Lead/Presenter: Alejandro Interian,
VA New Jersey Healthcare System
All Authors: Interian A (VA New Jersey Healthcare System), Stanley B (Columbia University College of Physicians & Surgeons; New York State Psychiatric Institute), Chesin M (William Paterson University; VA New Jersey Healthcare System) Latorre M (VA New Jersey Healthcare System) St. Hill L (VA New Jersey Healthcare System) Miller R (VA New Jersey Healthcare System) King A (VA New Jersey Healthcare System) Boschulte, D (VA New Jersey Healthcare System) Gara M (Rutgers-The State University of New Jersey, Robert Wood Johnson Medical School) Kline A (Rutgers-The State University of New Jersey, Robert Wood Johnson Medical School)
A critical need exists for research on effective interventions that reduce suicide in Veterans. To address this need, a randomized controlled trial evaluated Mindfulness-Based Cognitive Therapy for Suicide (MBCT-S). Study aims were to evaluate whether MBCT-S augmented VHA treatment-as-usual (TAU) in reducing: 1) time to suicidal event (i.e., suicide behavior or suicide-related emergency service); 2) time to suicide attempt; and 3) other suicide-related factors.
Veterans at high-risk for suicide (N = 140) were randomized to either MBCT-S+TAU or TAU only (control). Three assessments occurred over 3 months: baseline; mid-treatment; and post-treatment. Outcomes included suicidal ideation, suicide attempts, depression severity, hopelessness, distress tolerance, and suicide-related coping. Analyses adopted an intent-to-treat analytic approach.

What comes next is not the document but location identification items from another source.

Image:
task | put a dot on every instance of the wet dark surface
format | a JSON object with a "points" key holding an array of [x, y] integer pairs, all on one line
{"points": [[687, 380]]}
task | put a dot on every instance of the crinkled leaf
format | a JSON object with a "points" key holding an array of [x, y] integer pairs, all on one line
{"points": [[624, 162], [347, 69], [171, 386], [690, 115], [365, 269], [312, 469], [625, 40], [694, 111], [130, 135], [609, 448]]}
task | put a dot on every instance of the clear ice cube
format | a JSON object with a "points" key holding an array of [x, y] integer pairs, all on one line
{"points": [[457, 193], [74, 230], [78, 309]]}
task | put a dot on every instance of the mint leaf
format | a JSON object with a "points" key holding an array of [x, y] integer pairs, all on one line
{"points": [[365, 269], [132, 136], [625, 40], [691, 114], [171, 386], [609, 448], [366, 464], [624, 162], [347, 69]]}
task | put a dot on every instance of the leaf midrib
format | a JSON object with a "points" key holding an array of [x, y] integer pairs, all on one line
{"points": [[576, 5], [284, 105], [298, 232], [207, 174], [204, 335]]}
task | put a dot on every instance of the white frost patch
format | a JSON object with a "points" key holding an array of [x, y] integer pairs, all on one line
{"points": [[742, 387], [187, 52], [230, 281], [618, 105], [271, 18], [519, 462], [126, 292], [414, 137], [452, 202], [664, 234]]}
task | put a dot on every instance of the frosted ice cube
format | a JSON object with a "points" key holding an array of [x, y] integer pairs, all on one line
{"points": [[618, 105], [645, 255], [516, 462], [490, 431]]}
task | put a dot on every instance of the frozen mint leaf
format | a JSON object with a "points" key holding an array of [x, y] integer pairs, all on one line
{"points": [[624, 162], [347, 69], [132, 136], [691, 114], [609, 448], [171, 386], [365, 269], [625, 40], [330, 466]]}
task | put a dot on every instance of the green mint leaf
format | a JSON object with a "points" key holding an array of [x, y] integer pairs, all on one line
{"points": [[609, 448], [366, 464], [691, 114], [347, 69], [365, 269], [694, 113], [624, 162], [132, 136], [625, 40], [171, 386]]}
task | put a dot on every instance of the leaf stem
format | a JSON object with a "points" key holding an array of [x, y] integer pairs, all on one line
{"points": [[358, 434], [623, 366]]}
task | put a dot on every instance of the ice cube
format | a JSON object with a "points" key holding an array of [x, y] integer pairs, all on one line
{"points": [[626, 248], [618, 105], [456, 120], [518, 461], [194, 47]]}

The MBCT-S condition showed a significant advantage over control on time to a suicide attempt (p = .046). Within 100 days, 5 (7%) of MBCT-S participants made suicide attempt, compared to 13 (18.8%) in the control group (Number-needed-to-treat = 8.48). Also, MBCT S participants showed significantly greater improvements than controls in distress tolerance across time (p = .004). Significant effects were not observed for time to suicidal event, suicidal ideation, depression, and hopelessness. Since 50.7% of participants were receiving VHA residential care, stratified analyses evaluated the influence of this important TAU context. Notably, across several outcomes, MBCT-S showed a stronger advantage over control among participants receiving VHA residential treatment. Time to suicide attempt was significantly different only among participants receiving residential treatment (p = .003), not among outpatients. Among those receiving residential care, suicide attempts at 100 days occurred in 0 (0%) MBCT-S participants, compared to 9 (13.0%) controls. Similarly, only MBCT-S participants receiving VHA residential care showed significantly greater improvement over time than controls on depression (p = .032), hopelessness (p = .002), and distress tolerance (p = .002).
MBCT-S shows promise for reducing suicide attempts and improving other key outcomes among Veterans at high-risk for suicide, particularly when received concurrently with VHA residential care.
A recent HSRandD evidence synthesis report noted the gap in suicide prevention studies targeting high-risk Veterans. The findings of this study directly address this gap, showing promise for an intervention, MBCT-S, that can be integrated within existing VHA programs.